ICI GMM 2013: No More U.S.-Led Global Institutions

WASHINGTON, D.C. – The world is no longer ‘globalizing,’’ says Ian Bremmer, an international affairs expert based at Columbia University.

And the United States is no longer the leader of the pack.

“We will no longer have U.S.-led global institutions,’’ the president of the Eurasia Group told the general membership meeting of the Investment Company Institute here.

There may be global institutions with no leaders. Or U.S-led institutions that are not global. But no global institutions with U.S. running the show any longer, the author of “Every Nation for Itself: Winners and Losers in a G-Zero World” said.

Why? The United States is stepping back and China is stepping up. And, beyond that, there are more nations now taking on roles in world affairs and the global economy than ever.

"The commitments in a changed world have changed," Bremmer said.

After World War II, the U.S. put 10 percent of its gross domestic product into rebuilding Europe.

After the financial crisis of 2008, the U.S. focused on saving its own economy – and had no interest in following Europe’s push for austerity or bailing out any other nation.

“Is it remotely conceivable that we would make any such commitment to anyone outside the U.S. at this point?,’’ Bremmer said. “Is it conceivable that we would make any such commitment for anyone inside the United States?”

Even in Syria, the United States, for instance, has put up a “dotted red line” about intervening militarily. Used to be, yes, if Syria used chemical weapons on its own people. Then, when it did, yes, if Syria did it systematically and continually.

"We are not as interested in being the world's policeman,'' as in former years or even months, he said.

There’s no interest in being the lender of last resort. In being the bailout king of last resort. Or even in driving globalization, he said.

Meanwhile, China’s state-run capitalism has made its economy supercharged and soon to be the world’s largest. And, with that, it has become a bigger lender to emerging economies than the International Monetary Fund and the World Bank, combined.

And the strings it puts on the capital it injects do not force recipients to do anything about human rights or take up democracy. The strings serve its own economic purposes, instead.
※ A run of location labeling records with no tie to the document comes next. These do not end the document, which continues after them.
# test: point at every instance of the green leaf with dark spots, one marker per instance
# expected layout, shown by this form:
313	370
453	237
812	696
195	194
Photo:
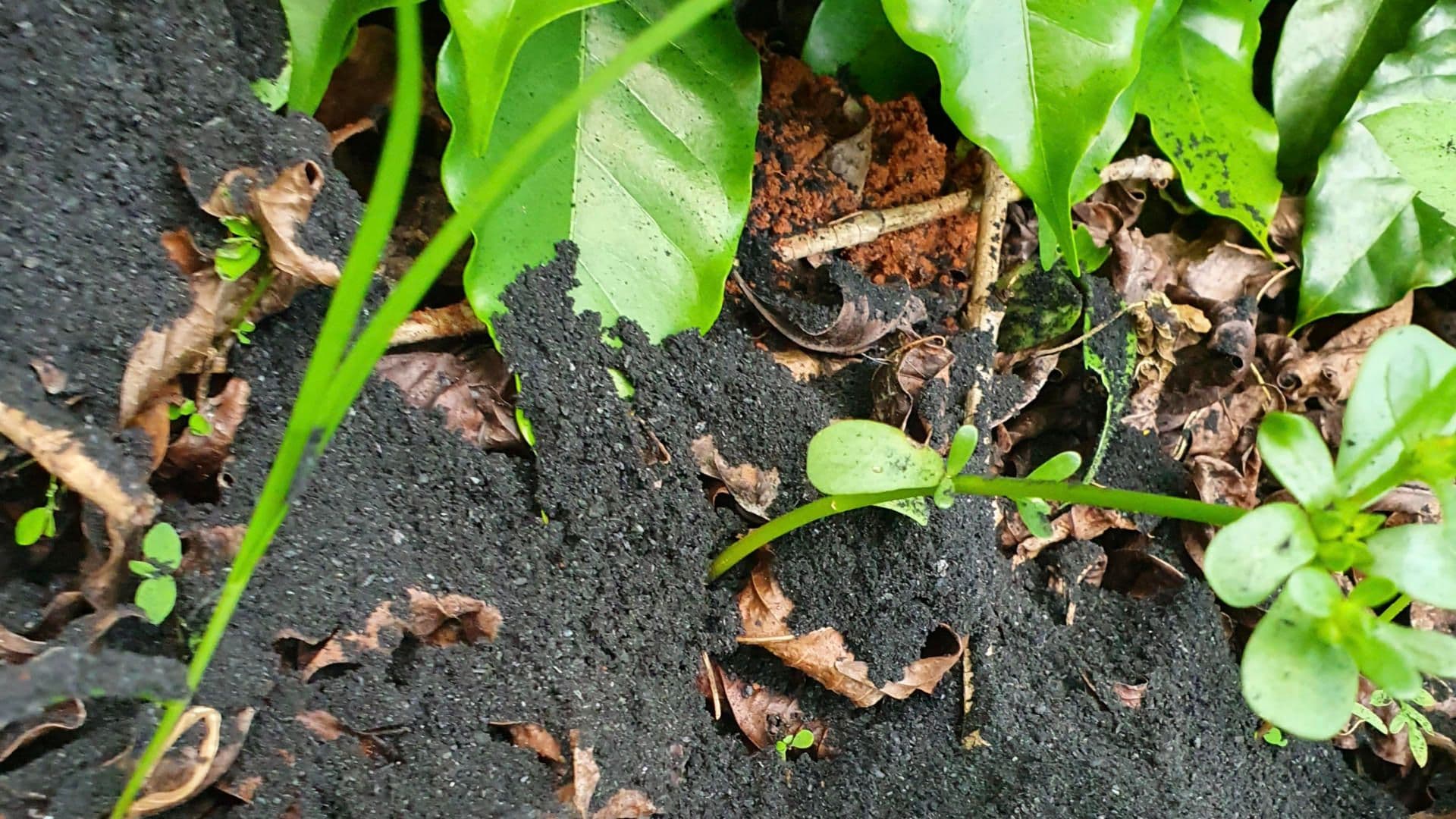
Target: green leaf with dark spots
651	183
1196	88
1030	80
854	37
1369	237
1327	53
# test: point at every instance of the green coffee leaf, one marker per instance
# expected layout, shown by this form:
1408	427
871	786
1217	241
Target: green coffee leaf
1313	591
1383	664
962	449
156	596
1296	679
1417	137
1036	86
1420	558
1430	651
1369	238
854	37
1196	88
34	525
1372	441
1248	558
1296	453
867	457
491	34
1327	53
651	183
162	545
321	34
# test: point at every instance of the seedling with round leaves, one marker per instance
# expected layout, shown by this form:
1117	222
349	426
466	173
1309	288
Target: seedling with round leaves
1304	662
39	522
158	592
197	423
801	739
242	248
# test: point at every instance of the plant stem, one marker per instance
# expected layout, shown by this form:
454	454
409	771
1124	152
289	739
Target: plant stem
1394	610
1015	488
334	334
800	518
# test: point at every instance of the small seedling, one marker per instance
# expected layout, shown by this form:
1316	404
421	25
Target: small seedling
196	420
240	251
1408	719
158	591
242	330
1304	662
802	739
39	522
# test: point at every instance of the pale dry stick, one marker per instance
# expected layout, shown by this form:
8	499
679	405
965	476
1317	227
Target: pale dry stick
870	224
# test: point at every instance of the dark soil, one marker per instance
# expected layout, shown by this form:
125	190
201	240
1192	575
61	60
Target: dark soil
604	608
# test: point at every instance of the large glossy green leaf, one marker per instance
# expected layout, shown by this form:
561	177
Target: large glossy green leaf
1293	678
1196	88
1419	139
1416	362
491	34
653	184
855	37
1030	80
319	36
1369	238
1251	557
1326	55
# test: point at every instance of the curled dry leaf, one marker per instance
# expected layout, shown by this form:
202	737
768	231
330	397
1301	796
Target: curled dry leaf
63	716
753	488
823	653
475	390
1331	372
532	736
868	314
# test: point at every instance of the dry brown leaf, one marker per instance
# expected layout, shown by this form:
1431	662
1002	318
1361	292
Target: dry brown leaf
823	653
584	777
626	805
202	457
1130	695
450	618
532	736
475	390
63	716
126	499
753	488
Chinese leaders do not even attend the Davos Economic Forum. Because it follows a Western model. And China, instead, wants to make the rules now. In its own way.

Global agreement on climate control, for instance, is not going to happen. Neither are global trade rules.

Instead, there will be regional trade coalitions, like the Trans-Pacific Partnership, which now includes Japan, Canada, Mexico, Australia, Brunei, Canada, Chile, Malaysia, Mexico, New Zealand, Peru, Singapore, the United States and Vietnam. Or Mexico, Canada and the United States model found in the North American Free Trade Agreement.

China will form its own alliances. And the way it approaches those alliances and the rules for its own economy won’t be bad or evil. They’ll just be different, he said.

For instance, there really won’t even be one World Wide Web, Bremmer said, any longer, connecting all institutions and sources of content and services globally. China will have its own World Wide Web … and soon 800 million users.